ECLI:NL:OGEAA:2016:287
Gerecht in Eerste Aanleg van Aruba
- Hoger beroep
- Rechtspraak.nl
Niet-ontvankelijkheid van pro forma beroepschrift wegens gebrek aan machtiging
In deze zaak heeft het Gerecht in Eerste Aanleg van Aruba op 20 april 2016 uitspraak gedaan in een hoger beroep van X N.V. tegen de Inspecteur der Belastingen. De belanghebbende, X N.V., had een pro forma beroepschrift ingediend, maar de pleitnota die door een derde, D, ter zitting werd overgelegd, kon niet als motivering van het beroep worden aangemerkt. Dit kwam doordat D niet gemachtigd was om de belanghebbende te vertegenwoordigen. Het Gerecht oordeelde dat het beroep van belanghebbende om deze reden niet gemotiveerd was en verklaarde het beroep niet-ontvankelijk.
De procesgang begon met navorderingsaanslagen winstbelasting over de jaren 2001 en 2002, opgelegd op 12 mei 2006. De belanghebbende kwam tijdig in bezwaar, maar de Inspecteur verklaarde de bezwaren niet-ontvankelijk. De gemachtigde van belanghebbende, A van kantoor B, diende op 30 december 2010 beroep in tegen de uitspraken op bezwaar. Tijdens de zitting op 20 november 2014 werd afgesproken dat partijen zouden onderhandelen, maar er werd geen bericht ontvangen over de voortgang. Bij de zitting op 9 maart 2016 bleek dat D niet gemachtigd was om op te treden namens de belanghebbende, die inmiddels geen adres meer had door verhuizing.

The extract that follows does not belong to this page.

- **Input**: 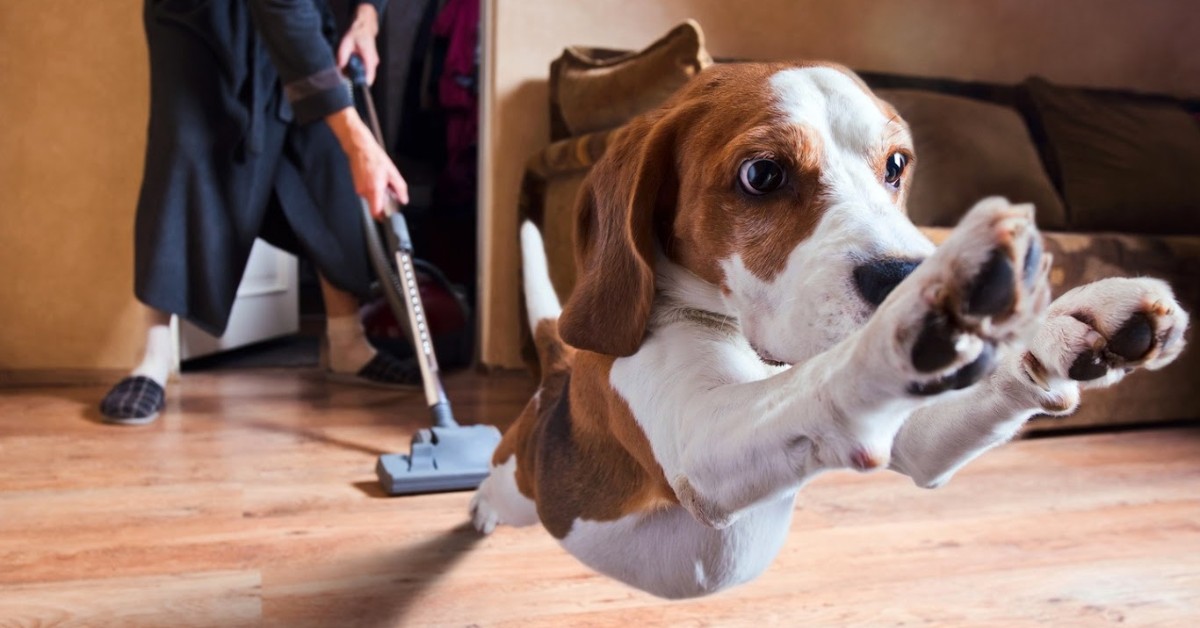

Het Gerecht oordeelde dat de belanghebbende haar beroepschrift niet had gemotiveerd, ondanks een eerdere gelegenheid daartoe. De pleitnota van D kon niet als motivering worden aangemerkt, waardoor het beroep niet-ontvankelijk werd verklaard. De uitspraak werd gedaan door mr. drs. M.M. de Werd en de griffier was M.M.M. Faro MSc. Tegen deze uitspraak staat hoger beroep open bij het Hof, dat binnen twee maanden na de toezending van de uitspraak moet worden ingesteld.